· 5 min read
Companies in the Asia-Pacific (APAC) region looking to begin or continue their environmental, social, and governance (ESG) journey can be forgiven for throwing their hands up in frustration or for being perplexed by the events of 2022.
Why? The region’s ESG landscape, in its infancy less than a year ago, has evolved at a feverish pace. From hosting a global economic summit, to grappling with a devastating typhoon, to dealing with the looming US-imposed tariffs on renewable industries, 2022 was an overwhelming year for APAC.
This convergence of geopolitical, environmental, and financial storylines only further emphasizes the importance of the region to any major business. Accordingly, business leaders cannot be paralyzed by these complexities. Instead, they must ensure their companies’ ESG approaches not only collect the necessary data to comply with the rash of new rules and regulations, but uses that data to improve their bottom lines.
The calendar year also saw numerous other APAC countries implementing a variety of mandatory ESG disclosures. Singapore, long hailed for its progressiveness in the financial services sector, is mandating climate and board diversity disclosures on publicly-traded companies. China’s ESG regulations, which will eventually trickle down to multinational businesses operating in the country, are beginning to coalesce around national priorities of compliance and environmental targets. India, having already started work on rejiggering its previously-required business sustainability reporting mechanism, is also mandating new emissions reporting standards for its largest 1,000 companies to better align with international ESG regulations.

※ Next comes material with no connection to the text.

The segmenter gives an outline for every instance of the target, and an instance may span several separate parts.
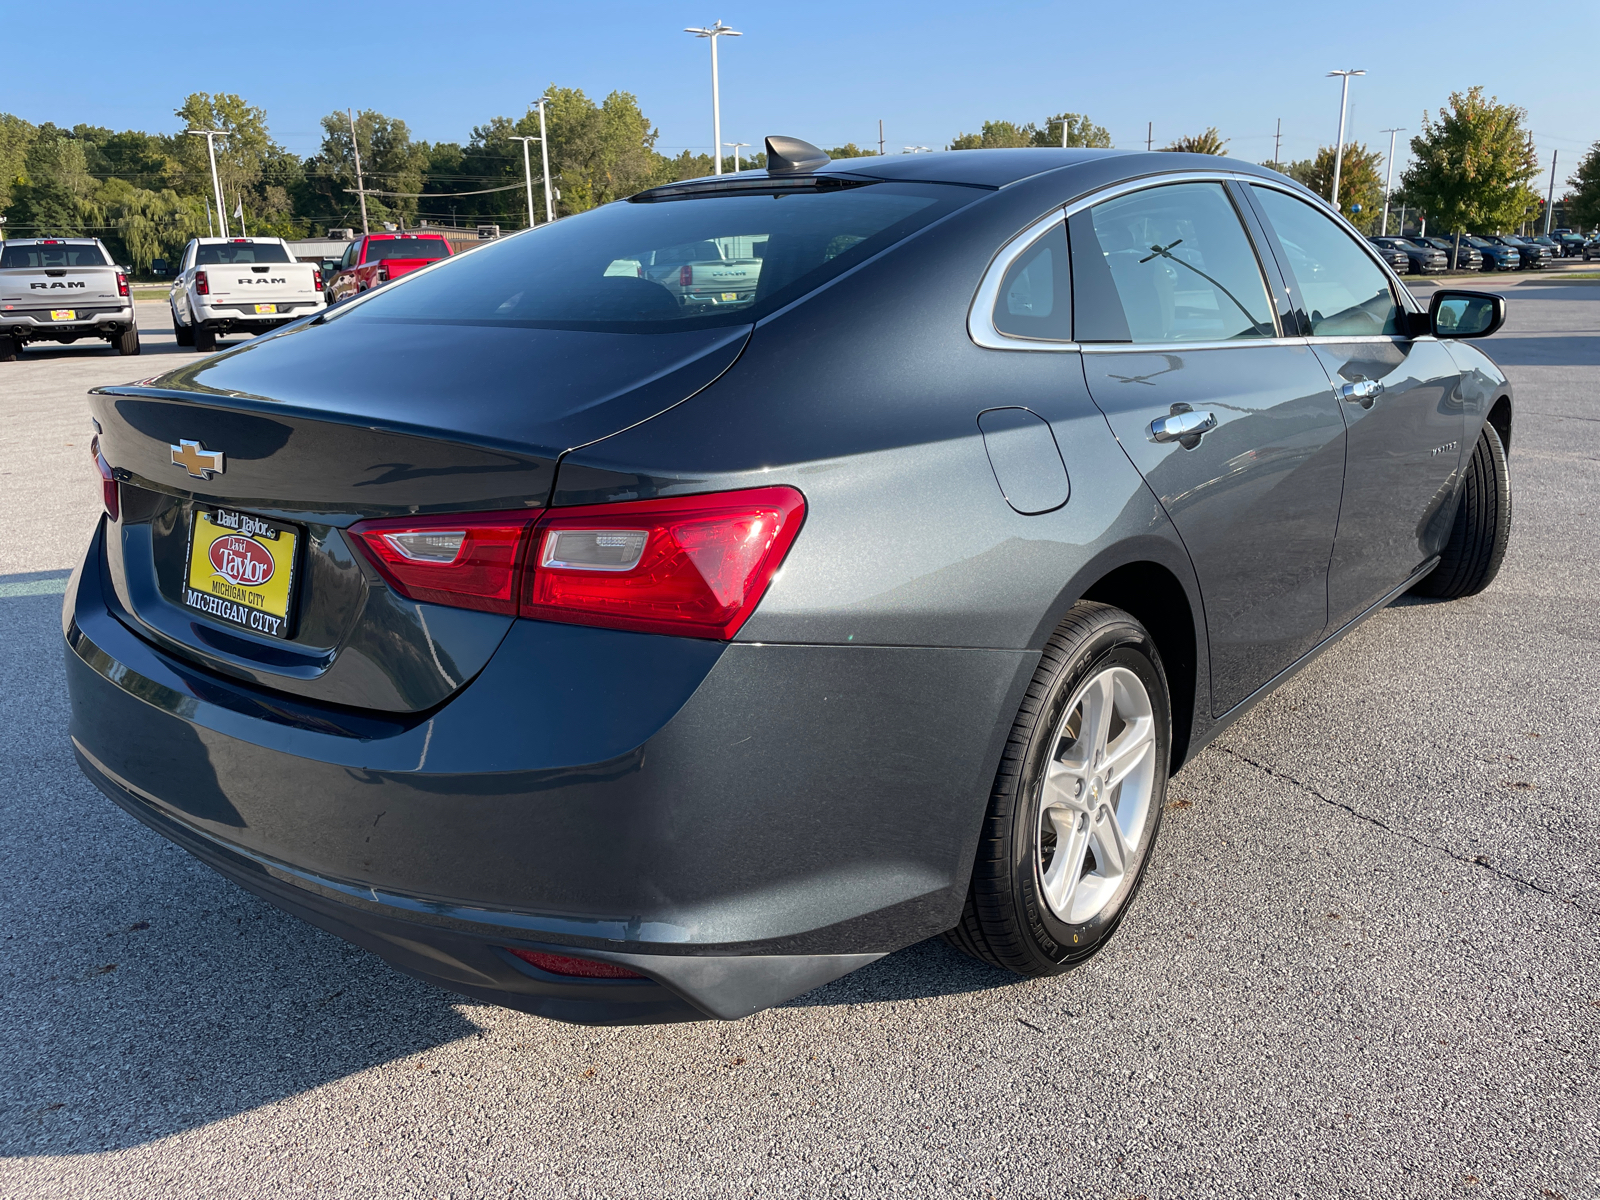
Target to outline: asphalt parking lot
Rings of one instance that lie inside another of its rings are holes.
[[[1186,768],[1105,953],[1024,981],[933,941],[659,1028],[417,983],[78,774],[83,393],[183,359],[158,301],[141,358],[0,364],[0,1195],[1600,1195],[1600,283],[1509,294],[1498,581]]]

The APAC region is now a center of ESG regulation. While the majority of ESG regulation guidance originates in the US and EU, the gap between these markets and the APAC markets is shrinking fast. Financial hubs are realizing the importance of regulations - and beginning to roll out policies, many of which look West in gauging US and EU markets’ ebbs and flows. Furthermore, the clout and growth of the regional economic and financial markets are converging with the reckonings of environmental degradation and calls for more financial regulations, leading the push of ESG regulations from the sidelines into the spotlight.
To further regional expertise and better understand this rapidly evolving APAC ESG landscape, I spent 2022 interacting with numerous ESG leaders and professionals across the region exploring their approaches to ESG.
A common theme emerged from my conversations, whether at the ESG Evolve conference in Kuala Lumpur or the India ESG Summit in Bangalore. Countries within the region may be at different stages of ‘voluntary’ versus ‘mandated’ disclosures, yet regulators are evidently united over the urgency to craft compulsory, standardized disclosures to help bring clarity to publicly-traded companies and their private partners.
Similar to Singapore, Malaysia’s stock exchange, Bursa, began requiring sustainability disclosures for exchange-listed companies. In Bangalore, discussions focused on how numerous Indian companies were just beginning their ESG metric reporting in response to the country’s above-mentioned mandatory emissions standards. While company size and stage of ESG ‘journey’ varied, the vast majority of stakeholders I spoke with were facing demands for investment-grade ESG data and were seeking advice on how they could build strong and successful ESG programs that not only satisfied regulatory compliance needs, but would also help them improve their ESG performance.
While national and business leaders all face ESG, each country or corporation will likely differ in how they execute. This brings to mind the frustrated company executive, who operates in multiple countries and with multiple suppliers. They’re going to need both an ability to ingest this data and the ability to consult experts who have honed their craft both within the region and in other similar industries, like environmental, health and safety guidelines.
Given the pace of change, viewing the region’s increased focus on ESG regulations as a wait-and-see game is too risky. While many companies are not taking ownership over their ESG matters, others are running up against the boomerang effect of an immature regulatory system. Japan’s Financial Services Agency has recently implemented stricter regulations on labeling funds as ‘ESG’ in attempts to fend off greenwashing.
The good news is that companies can cut through the noise, and ensure their data is traceable and clean with the right cloud-based software. Additionally, the right ESG software will help with more than fulfilling inevitable compliance regulations. After all, ESG is not simply a box-ticking exercise to appease regulators. Instead, operationalizing ESG will help companies’ grow more efficient, limit risk, and ultimately maximize profit in APAC.
The investment market and asset managers in the region are realizing this inherent value. The region is projected to have the fastest growth in ESG assets under management, valued at just over $3 billion in a few years. Corporations that align their strategies with ESG in mind are producing better financial returns, with evidence of a positive correlation between ESG performance-related spending and enterprise profitability mounting. Especially in this region, the value also lies within ESG’s role in curbing climate risk liabilities, global insurance networks, and the general growth of capital investment regulations. Managers that view the ESG function as simply a regulation exercise will be left frustrated, and missing out on a chance to gain value— financially and with external stakeholders.